それに賛同するミリアであったために、大きく頷いて応じた。

「もちろん! せんぱいのお世話だったら100年でも行いますよ! せんぱい!覚悟してください! あたし何でもお世話しますよ! 炊事掃除洗濯送迎性生活育児家庭菜園嫁姑戦争、どれもこれも全部こなす自信ありますよ!」

「どれをとっても入院している現状に関係してねえ! というか嫁姑戦争こなしてたら家庭が荒れるわ!」

「平穏無事すぎる生き様は退屈しちゃいますよ? 適度な刺激は生活に潤いをもたらしてくれます!」

「『あなた、聞いて! お義母様がね!』『お前聞いてくれ! この嫁が!』てな会話は適度な刺激にならねえ! 針のむしろでしかねえ!」

 ボケるミリアに突っ込むグレイ。これまで何度もヴァンが見てきた光景である。

 そしてこれが、ヴァンの当初予想していた未来図、これから行う計画のために必要な状態。


(計算外はあったが、我が策なれり、か)

「それでは任せる。私は最後の社会見学を実行してくる。相手もいるものなので、中止するわけにもいくまい」

 2人のやり取りを見届けヴァンは踵を返してドアの方に向かった。そしてドアノブに手をかけたとき、背後から声が飛んできた。

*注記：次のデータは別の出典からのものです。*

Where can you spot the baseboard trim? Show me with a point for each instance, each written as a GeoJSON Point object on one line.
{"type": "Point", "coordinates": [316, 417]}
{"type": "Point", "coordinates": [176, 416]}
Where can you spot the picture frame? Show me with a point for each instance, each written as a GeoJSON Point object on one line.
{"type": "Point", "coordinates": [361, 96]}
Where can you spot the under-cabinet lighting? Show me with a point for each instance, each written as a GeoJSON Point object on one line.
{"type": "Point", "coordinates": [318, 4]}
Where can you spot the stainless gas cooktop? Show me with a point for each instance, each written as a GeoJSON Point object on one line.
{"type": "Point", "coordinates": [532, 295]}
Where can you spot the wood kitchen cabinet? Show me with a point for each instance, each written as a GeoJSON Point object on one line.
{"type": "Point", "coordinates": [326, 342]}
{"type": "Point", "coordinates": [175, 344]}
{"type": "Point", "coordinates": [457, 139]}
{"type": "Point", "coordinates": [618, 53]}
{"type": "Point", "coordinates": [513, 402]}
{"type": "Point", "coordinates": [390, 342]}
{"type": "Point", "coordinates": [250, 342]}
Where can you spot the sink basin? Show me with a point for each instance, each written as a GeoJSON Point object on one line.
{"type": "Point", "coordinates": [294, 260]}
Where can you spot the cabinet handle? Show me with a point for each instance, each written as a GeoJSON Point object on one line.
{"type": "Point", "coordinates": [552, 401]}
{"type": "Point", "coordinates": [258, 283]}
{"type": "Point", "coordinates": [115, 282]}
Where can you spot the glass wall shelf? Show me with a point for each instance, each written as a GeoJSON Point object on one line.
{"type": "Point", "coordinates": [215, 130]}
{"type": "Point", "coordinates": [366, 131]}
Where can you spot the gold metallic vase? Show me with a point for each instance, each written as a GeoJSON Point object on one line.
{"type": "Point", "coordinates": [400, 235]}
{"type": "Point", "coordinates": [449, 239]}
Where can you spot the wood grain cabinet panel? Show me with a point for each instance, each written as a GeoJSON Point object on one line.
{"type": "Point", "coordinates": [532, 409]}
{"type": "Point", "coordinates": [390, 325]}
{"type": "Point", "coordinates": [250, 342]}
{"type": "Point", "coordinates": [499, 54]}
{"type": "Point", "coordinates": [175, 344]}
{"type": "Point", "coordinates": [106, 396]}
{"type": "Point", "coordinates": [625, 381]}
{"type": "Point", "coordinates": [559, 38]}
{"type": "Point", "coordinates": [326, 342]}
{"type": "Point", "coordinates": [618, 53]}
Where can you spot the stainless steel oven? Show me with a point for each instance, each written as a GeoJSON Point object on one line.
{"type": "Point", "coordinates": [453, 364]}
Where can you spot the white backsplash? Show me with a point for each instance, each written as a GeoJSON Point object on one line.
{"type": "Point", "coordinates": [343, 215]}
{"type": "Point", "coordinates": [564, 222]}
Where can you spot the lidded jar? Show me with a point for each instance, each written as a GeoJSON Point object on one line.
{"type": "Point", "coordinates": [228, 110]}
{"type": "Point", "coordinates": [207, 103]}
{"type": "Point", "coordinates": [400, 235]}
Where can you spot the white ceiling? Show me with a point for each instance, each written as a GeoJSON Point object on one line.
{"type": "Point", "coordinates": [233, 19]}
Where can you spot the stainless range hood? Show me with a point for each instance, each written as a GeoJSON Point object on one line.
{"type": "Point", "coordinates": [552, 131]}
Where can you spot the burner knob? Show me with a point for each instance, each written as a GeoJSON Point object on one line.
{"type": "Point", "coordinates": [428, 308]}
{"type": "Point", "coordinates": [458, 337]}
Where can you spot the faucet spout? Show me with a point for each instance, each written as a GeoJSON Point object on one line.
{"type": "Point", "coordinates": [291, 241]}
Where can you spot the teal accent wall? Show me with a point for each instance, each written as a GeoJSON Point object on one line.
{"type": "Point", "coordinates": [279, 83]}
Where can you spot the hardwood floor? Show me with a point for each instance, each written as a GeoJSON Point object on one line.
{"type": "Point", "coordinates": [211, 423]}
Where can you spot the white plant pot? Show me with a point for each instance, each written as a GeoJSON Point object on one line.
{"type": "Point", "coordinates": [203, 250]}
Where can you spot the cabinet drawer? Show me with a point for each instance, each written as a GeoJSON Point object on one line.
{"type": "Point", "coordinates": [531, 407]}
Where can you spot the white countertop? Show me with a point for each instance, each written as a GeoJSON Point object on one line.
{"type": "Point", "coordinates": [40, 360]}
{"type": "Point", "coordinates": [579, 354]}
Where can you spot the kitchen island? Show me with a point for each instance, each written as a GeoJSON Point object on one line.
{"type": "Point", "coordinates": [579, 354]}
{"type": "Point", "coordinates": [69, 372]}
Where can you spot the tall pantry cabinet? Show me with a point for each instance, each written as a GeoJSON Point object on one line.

「そういえば会長、最後の社会見学は何するつもりだったんですか?」

 先に切った果物を取ってグレイの口に運びつつミリアが尋ねてきた。しかしヴァンに話しかけたため、狙いがそれてグレイの鼻に直撃してしまったが。


 多少グレイに同情しつつも訊かれたことに答えることにしたヴァンは、一度マントをはためかせた。

「最後の社会見学、『政治』は一目では分かりにくい世界だ。故に見るのは難しい。ならばどうするべきか? 見えないものなら訊きに行けばよい」

『見えない』の部分で目を指さし、『訊きに』のときに口と耳を指すヴァン。芝居がかった仕草、いつものヴァン・グランハウンドが好んで行う行為に当たる。

「だからこれから政治を扱うもの、それも木っ端政治家では意味も薄い、だから政治を扱う頂点の人族、国王陛下に会ってくる予定だ」

(そしてこれが真なる俺魔王化計画の第一歩となるのだ……!)

 それを告げて、今度こそヴァンは外に出ていった。